Such a program must integrate two forms of expertise. First, little can be achieved without an adequate understanding of the scientific explanations of environmental change and the functioning of ecological systems. In many cases, adequate knowledge exists, but policymakers (and Americans generally) tend to be weak in the area of natural science. The consequences of this ignorance are enormous. For example, the perception that scientists disagree on everything from the reality of climate change to the rate of species extinction is widespread and provides a rationale for demanding further study of any given problem. In fact, scientific consensus is remarkably high on most issues, and the significance of disagreements often has been misconstrued and overstated. Policymakers need to understand when disagreements warrant a “wait and see” stance or confront the policy community with difficult choices between different standards and objectives, and when they do not.

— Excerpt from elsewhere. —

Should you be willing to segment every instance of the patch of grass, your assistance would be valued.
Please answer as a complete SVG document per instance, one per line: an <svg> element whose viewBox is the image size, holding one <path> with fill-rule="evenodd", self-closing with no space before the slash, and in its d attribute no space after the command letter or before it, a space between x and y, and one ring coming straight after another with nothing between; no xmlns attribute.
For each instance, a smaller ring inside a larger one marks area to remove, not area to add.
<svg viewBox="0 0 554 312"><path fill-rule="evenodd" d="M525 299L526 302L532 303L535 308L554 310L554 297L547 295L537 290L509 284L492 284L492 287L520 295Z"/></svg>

Equally important, many problems can be attacked at different points. For example, it is scientifically possible to attack the problem of malaria by focusing on eliminating the parasite, the mosquitos that carry it, the breeding grounds of the mosquitos, the vulnerability of people to the parasite or the mosquitos, or the adverse effects of the parasite on its human host. In many cases, the chain of interactions through which environmental change eventually threatens socioeconomic welfare is long and complex. Choosing one or more points of attack generally requires a reasonable comprehension of the relevant science.

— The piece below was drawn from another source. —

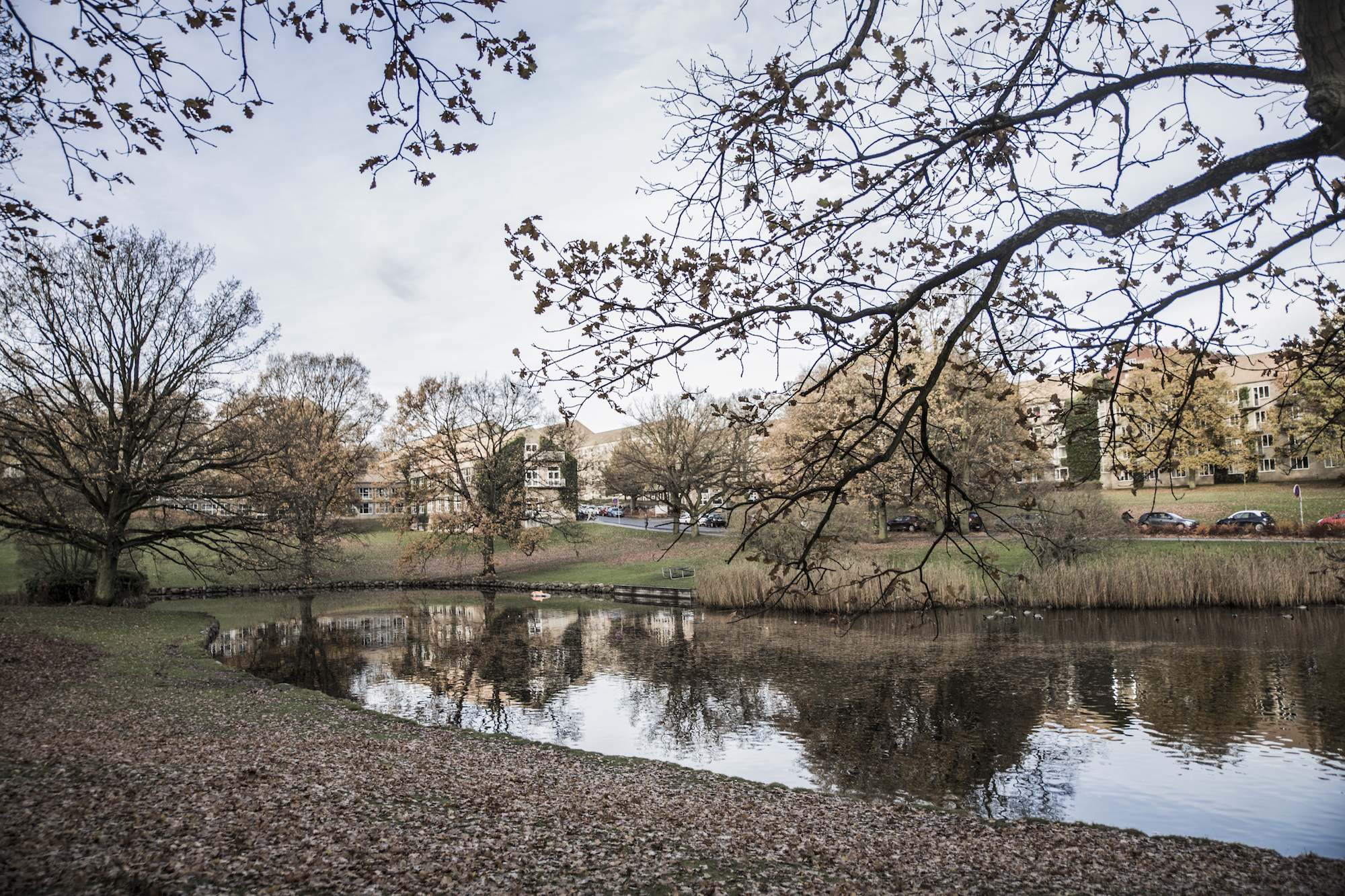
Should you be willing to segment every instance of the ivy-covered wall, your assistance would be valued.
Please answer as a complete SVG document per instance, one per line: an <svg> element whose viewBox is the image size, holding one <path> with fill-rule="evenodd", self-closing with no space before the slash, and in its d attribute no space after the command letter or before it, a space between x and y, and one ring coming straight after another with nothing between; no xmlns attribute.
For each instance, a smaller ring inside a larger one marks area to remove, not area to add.
<svg viewBox="0 0 1345 896"><path fill-rule="evenodd" d="M1098 402L1075 397L1064 417L1065 465L1073 482L1102 478L1102 441L1098 426Z"/></svg>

A firmer grounding in science, however, will not by itself produce effective policies. Social systems vary enormously in their impact on the environment, their vulnerability to different forms of environmental change, and their capacity to respond to environmental scarcity and degradation. Effective policies have to be extremely sensitive to social variables. In the case of malaria, economic reliance on agriculture and forestry, the state of health and education services, waste management practices, and technological capacity all affect policy choices. Developing effective models of the complex interactions within and between diverse social and ecological systems clarifies policy options, but the task can be a social scientist’s nightmare.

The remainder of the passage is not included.